By Cancer Hope Network volunteer, Lynne D. Feldman
My doctor had just reviewed my latest mammogram results and found my remaining breast was healthy, and the opposite side showed no sign of metastasis. It had been 3 1/2 years since we first met and he became my breast cancer surgeon. His soft demeanor had been so comforting to me, and his words today were uttered in the same gracious tone.
“You will not be seeing me again, Lynne, since you are now graduated to the survivor class of patients. You need not come back for one year, and you will be seen by nurse-practitioners who will monitor you. Of course, if anything bad happens, I will once again be there for you.”
I had a mixture of feelings. Survivor? Not being under his careful oversight again? I can wait for an entire year to be rechecked? Good news, certainly, but news of graduating into the survivor class did not make me feel more comforted.
I knew that most breast cancer metastases occur between Year 3 and Year 5 after diagnosis.
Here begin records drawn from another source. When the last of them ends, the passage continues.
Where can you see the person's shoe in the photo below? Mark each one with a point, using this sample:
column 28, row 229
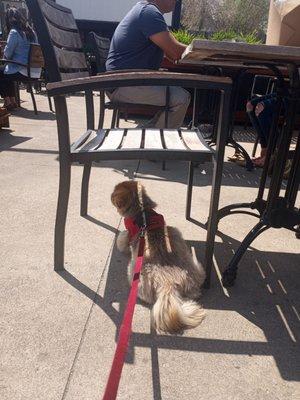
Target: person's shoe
column 287, row 169
column 237, row 157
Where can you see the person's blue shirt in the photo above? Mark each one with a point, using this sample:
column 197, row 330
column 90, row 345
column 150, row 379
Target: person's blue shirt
column 131, row 47
column 16, row 49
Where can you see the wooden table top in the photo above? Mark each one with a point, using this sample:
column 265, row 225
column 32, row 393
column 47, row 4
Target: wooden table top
column 238, row 54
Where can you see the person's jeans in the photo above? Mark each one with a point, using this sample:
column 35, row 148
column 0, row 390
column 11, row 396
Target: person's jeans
column 263, row 122
column 156, row 95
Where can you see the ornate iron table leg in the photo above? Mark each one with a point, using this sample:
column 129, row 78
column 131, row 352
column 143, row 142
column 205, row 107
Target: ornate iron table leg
column 230, row 273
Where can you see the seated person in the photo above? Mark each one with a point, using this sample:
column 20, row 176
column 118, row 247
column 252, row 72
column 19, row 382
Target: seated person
column 140, row 42
column 17, row 49
column 260, row 111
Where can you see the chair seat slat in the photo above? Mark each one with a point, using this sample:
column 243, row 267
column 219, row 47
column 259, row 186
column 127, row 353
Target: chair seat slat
column 113, row 139
column 95, row 142
column 79, row 142
column 70, row 59
column 73, row 75
column 64, row 38
column 173, row 140
column 153, row 139
column 194, row 140
column 132, row 139
column 65, row 20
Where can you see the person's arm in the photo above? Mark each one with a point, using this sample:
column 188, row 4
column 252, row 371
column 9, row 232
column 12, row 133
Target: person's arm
column 170, row 46
column 12, row 42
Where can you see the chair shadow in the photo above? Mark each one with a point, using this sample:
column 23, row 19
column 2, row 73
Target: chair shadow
column 274, row 313
column 7, row 140
column 41, row 116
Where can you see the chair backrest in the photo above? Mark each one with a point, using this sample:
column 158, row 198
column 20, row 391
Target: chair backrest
column 36, row 58
column 59, row 38
column 100, row 46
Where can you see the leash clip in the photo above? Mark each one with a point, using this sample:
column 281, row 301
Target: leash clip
column 143, row 230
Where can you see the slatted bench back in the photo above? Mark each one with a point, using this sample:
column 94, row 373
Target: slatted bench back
column 60, row 40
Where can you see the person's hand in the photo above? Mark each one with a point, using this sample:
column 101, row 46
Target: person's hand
column 259, row 108
column 249, row 106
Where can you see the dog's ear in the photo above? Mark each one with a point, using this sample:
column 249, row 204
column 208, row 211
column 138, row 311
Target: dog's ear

What he was telling me was that statistically I was out of danger of cancer occurring in the other breast. But I still had to be followed by my oncologist on a more frequent schedule until we could breathe a marginal sigh of relief in November, 2015.
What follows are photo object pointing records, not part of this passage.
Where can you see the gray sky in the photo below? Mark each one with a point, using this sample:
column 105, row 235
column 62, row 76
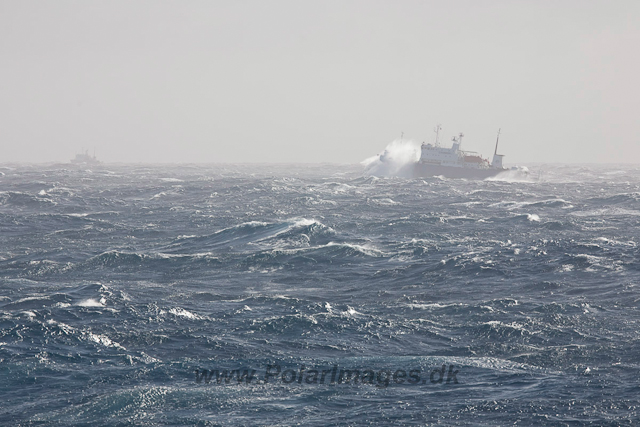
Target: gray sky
column 317, row 81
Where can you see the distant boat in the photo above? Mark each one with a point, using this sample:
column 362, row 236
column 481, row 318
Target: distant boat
column 456, row 163
column 85, row 159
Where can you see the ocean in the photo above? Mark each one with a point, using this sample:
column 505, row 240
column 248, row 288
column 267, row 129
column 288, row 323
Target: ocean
column 219, row 295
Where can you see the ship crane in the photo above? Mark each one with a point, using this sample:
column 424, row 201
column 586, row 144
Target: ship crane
column 497, row 158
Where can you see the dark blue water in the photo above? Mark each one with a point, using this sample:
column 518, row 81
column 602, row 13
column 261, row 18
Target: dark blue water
column 134, row 295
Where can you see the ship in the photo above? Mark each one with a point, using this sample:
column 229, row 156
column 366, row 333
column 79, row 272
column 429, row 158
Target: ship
column 454, row 162
column 85, row 159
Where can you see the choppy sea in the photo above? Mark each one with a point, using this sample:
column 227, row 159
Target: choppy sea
column 314, row 295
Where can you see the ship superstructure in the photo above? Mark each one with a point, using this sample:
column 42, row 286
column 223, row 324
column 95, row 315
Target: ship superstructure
column 85, row 159
column 454, row 162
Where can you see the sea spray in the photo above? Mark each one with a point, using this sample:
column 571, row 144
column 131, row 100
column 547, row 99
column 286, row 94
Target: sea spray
column 396, row 160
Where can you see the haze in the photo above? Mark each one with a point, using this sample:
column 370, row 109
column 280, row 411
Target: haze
column 323, row 81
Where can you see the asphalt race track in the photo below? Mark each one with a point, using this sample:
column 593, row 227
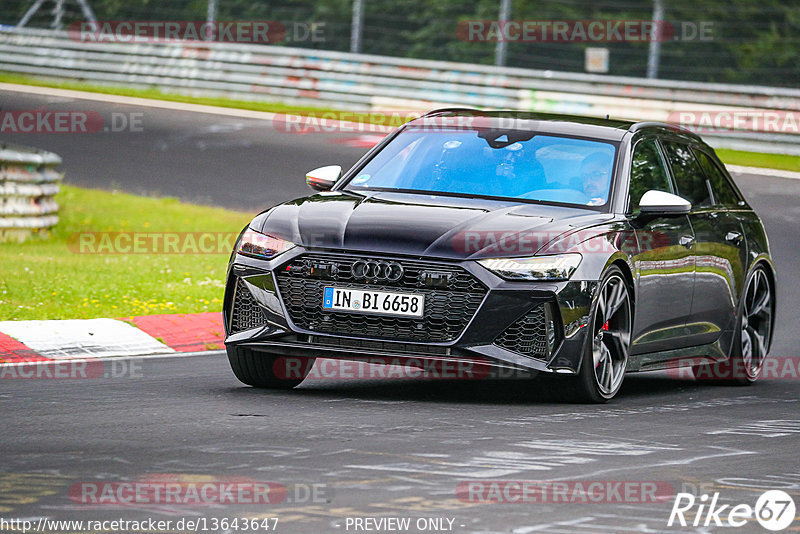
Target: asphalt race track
column 380, row 448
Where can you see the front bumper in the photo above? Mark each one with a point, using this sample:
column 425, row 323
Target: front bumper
column 537, row 326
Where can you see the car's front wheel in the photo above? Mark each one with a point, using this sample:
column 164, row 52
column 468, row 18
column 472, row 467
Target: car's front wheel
column 269, row 371
column 606, row 354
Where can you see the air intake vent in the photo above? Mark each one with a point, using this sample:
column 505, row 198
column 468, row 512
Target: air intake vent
column 247, row 313
column 533, row 335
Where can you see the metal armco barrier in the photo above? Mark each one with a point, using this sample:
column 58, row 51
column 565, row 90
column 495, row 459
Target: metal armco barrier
column 363, row 82
column 28, row 183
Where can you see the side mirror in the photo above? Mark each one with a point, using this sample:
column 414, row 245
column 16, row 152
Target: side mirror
column 323, row 178
column 662, row 203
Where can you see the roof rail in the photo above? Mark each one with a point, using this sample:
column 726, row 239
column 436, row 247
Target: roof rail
column 447, row 110
column 645, row 124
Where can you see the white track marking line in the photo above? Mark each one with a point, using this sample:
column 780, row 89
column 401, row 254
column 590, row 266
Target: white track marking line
column 344, row 126
column 761, row 171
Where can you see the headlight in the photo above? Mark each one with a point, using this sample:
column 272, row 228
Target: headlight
column 558, row 267
column 260, row 245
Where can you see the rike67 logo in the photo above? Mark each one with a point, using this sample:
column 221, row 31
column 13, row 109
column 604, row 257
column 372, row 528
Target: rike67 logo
column 774, row 510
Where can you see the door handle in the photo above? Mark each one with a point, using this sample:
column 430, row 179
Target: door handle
column 734, row 237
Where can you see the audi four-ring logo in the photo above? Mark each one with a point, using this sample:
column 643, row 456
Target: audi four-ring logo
column 388, row 271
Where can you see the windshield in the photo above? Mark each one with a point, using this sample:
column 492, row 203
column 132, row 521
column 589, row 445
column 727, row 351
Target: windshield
column 495, row 163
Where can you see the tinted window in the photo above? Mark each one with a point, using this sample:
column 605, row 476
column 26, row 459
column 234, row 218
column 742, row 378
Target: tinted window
column 689, row 177
column 496, row 163
column 647, row 172
column 724, row 193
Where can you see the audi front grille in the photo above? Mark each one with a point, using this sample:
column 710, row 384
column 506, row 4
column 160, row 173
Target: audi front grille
column 452, row 296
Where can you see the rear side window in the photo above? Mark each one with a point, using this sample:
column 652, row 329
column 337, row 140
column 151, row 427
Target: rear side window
column 647, row 172
column 724, row 194
column 689, row 177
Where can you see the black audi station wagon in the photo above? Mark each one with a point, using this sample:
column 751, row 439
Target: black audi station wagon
column 576, row 247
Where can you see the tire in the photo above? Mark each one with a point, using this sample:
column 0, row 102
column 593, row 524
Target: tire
column 751, row 339
column 257, row 369
column 607, row 347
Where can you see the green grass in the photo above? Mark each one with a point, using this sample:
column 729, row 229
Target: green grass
column 49, row 279
column 271, row 107
column 758, row 159
column 733, row 157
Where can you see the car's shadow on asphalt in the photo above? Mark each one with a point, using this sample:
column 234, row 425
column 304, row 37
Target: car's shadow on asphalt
column 499, row 392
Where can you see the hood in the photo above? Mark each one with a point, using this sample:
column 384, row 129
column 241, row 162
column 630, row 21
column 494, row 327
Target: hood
column 421, row 225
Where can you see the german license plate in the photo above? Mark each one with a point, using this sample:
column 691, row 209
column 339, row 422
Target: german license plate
column 373, row 302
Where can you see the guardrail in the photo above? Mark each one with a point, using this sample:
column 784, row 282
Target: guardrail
column 364, row 82
column 28, row 183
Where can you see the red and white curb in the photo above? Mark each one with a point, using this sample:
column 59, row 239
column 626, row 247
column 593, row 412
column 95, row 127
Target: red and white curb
column 32, row 341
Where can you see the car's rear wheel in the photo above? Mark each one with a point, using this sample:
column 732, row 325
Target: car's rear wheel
column 269, row 371
column 606, row 354
column 752, row 337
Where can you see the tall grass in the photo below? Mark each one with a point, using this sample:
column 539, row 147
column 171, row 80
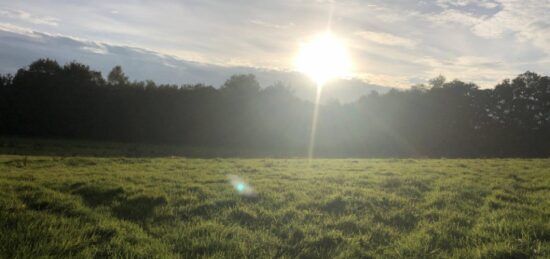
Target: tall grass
column 177, row 207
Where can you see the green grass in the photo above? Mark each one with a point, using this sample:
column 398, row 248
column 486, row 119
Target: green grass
column 186, row 208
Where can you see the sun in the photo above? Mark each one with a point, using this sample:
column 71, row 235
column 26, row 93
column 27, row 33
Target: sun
column 324, row 58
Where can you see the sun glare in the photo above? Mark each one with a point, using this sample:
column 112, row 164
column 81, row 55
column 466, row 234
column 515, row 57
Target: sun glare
column 323, row 59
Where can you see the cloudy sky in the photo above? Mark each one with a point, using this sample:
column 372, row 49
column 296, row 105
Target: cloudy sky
column 393, row 43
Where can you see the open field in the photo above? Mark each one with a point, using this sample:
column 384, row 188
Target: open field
column 179, row 207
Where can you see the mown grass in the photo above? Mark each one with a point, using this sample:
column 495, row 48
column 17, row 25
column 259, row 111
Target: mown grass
column 186, row 208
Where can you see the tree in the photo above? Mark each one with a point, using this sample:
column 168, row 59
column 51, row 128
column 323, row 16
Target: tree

In my soon-to-be-published book, INTEGRAL HEALING, I report how I struggled with that term “cancer survivor.” Ever since I heard the quip that no one is a cancer survivor until they die of something else, I’ve taken offense at the term. Overly optimistic, I thought. Not really helpful for a 68 year old woman where the odds are against me about recurrence. Don’t get me relaxed and happy unless you can swear I won’t confront cancer anywhere else, ever.
Yet the American Cancer Society offered me a different perspective on the word. Every day past your surgery is a day that you have survived cancer. The word “survive” means “to live beyond”, “to outlive.” Forget the three years, the five years, the ten years after diagnosis. Every day I am alive with hope and plans for that day and for tomorrow, I have survived cancer.
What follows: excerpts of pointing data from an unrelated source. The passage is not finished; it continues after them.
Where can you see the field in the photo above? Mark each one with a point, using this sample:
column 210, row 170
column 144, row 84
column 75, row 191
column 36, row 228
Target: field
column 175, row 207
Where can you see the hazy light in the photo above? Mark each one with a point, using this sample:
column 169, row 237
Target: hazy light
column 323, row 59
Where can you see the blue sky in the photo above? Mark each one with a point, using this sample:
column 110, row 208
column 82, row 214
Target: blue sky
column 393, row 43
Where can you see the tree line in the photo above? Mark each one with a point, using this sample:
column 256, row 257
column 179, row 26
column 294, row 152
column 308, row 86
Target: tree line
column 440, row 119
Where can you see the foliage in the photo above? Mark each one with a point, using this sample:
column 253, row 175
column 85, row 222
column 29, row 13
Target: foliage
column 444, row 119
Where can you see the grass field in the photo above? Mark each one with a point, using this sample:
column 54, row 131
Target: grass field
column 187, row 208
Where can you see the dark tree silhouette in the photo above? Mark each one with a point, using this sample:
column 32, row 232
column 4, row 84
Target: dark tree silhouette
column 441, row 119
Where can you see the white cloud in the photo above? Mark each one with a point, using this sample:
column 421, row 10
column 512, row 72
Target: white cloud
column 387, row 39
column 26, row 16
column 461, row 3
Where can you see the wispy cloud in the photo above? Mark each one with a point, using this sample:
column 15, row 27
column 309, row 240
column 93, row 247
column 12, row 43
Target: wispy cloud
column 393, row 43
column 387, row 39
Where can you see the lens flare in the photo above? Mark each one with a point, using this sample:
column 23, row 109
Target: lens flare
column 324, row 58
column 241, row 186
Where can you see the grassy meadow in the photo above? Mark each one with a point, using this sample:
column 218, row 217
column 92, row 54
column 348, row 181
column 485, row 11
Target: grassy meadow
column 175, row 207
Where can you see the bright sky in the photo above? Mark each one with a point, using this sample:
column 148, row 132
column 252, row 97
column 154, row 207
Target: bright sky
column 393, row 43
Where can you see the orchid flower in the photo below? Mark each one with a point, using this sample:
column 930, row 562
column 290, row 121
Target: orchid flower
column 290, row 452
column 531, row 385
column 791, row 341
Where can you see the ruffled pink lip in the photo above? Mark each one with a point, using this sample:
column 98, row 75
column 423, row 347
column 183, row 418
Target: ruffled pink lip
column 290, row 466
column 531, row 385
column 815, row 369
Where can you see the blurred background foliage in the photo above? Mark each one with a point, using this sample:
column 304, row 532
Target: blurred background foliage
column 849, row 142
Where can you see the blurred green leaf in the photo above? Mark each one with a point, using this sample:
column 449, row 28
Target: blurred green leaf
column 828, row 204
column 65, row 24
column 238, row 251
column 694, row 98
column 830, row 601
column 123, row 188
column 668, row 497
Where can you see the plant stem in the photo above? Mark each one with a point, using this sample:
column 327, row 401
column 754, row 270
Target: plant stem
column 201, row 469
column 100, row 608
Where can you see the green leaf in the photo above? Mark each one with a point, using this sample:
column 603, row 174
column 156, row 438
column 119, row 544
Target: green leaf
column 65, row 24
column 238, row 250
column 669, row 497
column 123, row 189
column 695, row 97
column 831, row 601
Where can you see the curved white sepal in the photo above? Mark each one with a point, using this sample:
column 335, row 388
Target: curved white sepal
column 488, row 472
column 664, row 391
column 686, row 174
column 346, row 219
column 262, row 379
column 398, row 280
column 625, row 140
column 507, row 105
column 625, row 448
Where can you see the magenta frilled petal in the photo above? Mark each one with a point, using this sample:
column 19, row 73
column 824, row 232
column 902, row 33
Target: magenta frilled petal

“A person who copes well with difficulties in their life.” It is this vision that the ACS offers to me. I don’t need to wait three or five or twenty years to determine if I am a survivor of my cancer struggles. I need only cope well with the difficulties I had during them.
So here I sit, having finished writing and revising my book as of last month, and I am already arguing with it/myself as I see my construction of my own story change. My interpretation of my life/spiritual/medical journeys has frozen in time and space. As soon as I type a sentence after formulating a thought, I have flash-frozen my feelings about the subject, and am only reporting what my worldview was at that particular moment. It is true at that instant. But just as a river flows, and one cannot step again into the same stream, so another tick of an instant can change my perspective. I am several months past when I finished writing the book, and already my view of the term “cancer survivor” has changed.
Time is but the stream I go a-fishing in.
Henry David Thoreau
I no longer have the negative connotation of survivorship as dying of something else. I have argued with myself, researched, read, meditated upon this term, since it is so prominently associated with cancer and illness in general.
“A person who copes well with difficulties in their life.”
That is what I wish for all those challenged by health issues, and what I wish for myself.